秘 訣 6
投てき方向を向いたまま投げるな

「投げる方向に顔を向けて投げる」

 例えば,V字・回転投法において,投てき方向(海側)に振り向いてから,顔を投てき方向に固定して投げ込め,そうしないと方向が安定しないなどと忠告を受けたようなことはないでしょうか。
 このことは,ねらいを付けた方向に真っ直ぐ飛ばすための,投げの基本のように扱われています。
 しかし,遠投というフルキャスト行うにはこのような動作は不適切です。

 力一杯投げ込む(押し込む)には,身体のねじれを必ず必要とします。
 V字・回転投法など構えた段階で投てき方向に背を向ける投げ方では,当然のように顔(頭)を先行させて首をひねる動作を行います。
 重要なことは,振り向いてからの顔(頭)をどうするかです。通常は,そのまま正面を向き上方を見つめるように投げ込んでいないでしょうか。ふり向いてからはMAXパワーをもってロッドを押し込んでいきますが,その際に顔を正面に固定したままではロッドに力を入れることはできません。フィニッシュに向かって顔(頭)がずれても気にすることはなく,左肩の動き(回転)に合わせるように(意識としては左肩の動きをリードするように)ねじっていくのです。ここで注意しなければならない点は,積極的に首を振ろうとはしないことです。必ずと言っていいほどロッドを振りすぎてしまいます。
 この首(顔・頭)の先行によって,より効率的に上半身(特に肩)を回転させることができ,ラインリリース直前の力強い押し込みを可能とします。顔は左肩に沿ってぶれることになりますが,押し込んだあとには意識しなくても再び元に戻ります。

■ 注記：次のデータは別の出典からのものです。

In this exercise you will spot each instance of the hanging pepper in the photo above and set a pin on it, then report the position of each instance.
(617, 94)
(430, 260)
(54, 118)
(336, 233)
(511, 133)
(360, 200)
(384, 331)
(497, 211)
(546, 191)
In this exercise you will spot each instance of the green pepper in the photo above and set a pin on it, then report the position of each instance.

 野球のピッチャーや外野手が全力投球をする動きも全く同じです。目標をそのまま向いているのではなく,腕をスウィングさせる時には必ず首は左にねじっています。上半身の回転を利用する投てき競技にはこの動作が必ず組み込まれているのです。

 もしも,この動作を行わないとどうなるでしょうか。
 オモリは右方向に飛んでいくことになるでしょう。仮にまっすぐ飛んだとしても,腕だけで調整して方向性を合わせただけで最長は望めません。

 このようなモーションは目線を切ることになり危険であるとの見方があります。しかし,オモリはもともと見えづらいネズミ色の小さな物体であって,しかも後方頭上から飛行していくものですから,正面を見続けたとしても常にその軌道を捉えようとするのは無理があります。ですから,目線を切らないようにすることにこだわる必要はありません。
 危険・安全の観点で言えば,目でオモリを追うことよりも,投げた瞬間に,右か左かに飛んでしまったことを体感できないことの方が大きな問題です。いいかえれば,正面を向く向かないに関わらず,ラインリリースした直後にオモリの飛行方向が分からないようならば,安全の見地からフルキャストはできないということになるのです。

※飛距離を調整するようなキャストでは,正面を向いたままでも問題ありません。これは,あくまでもフルキャストの場合です。

 「投げる方向に頭を固定して投げる必要はない!」です。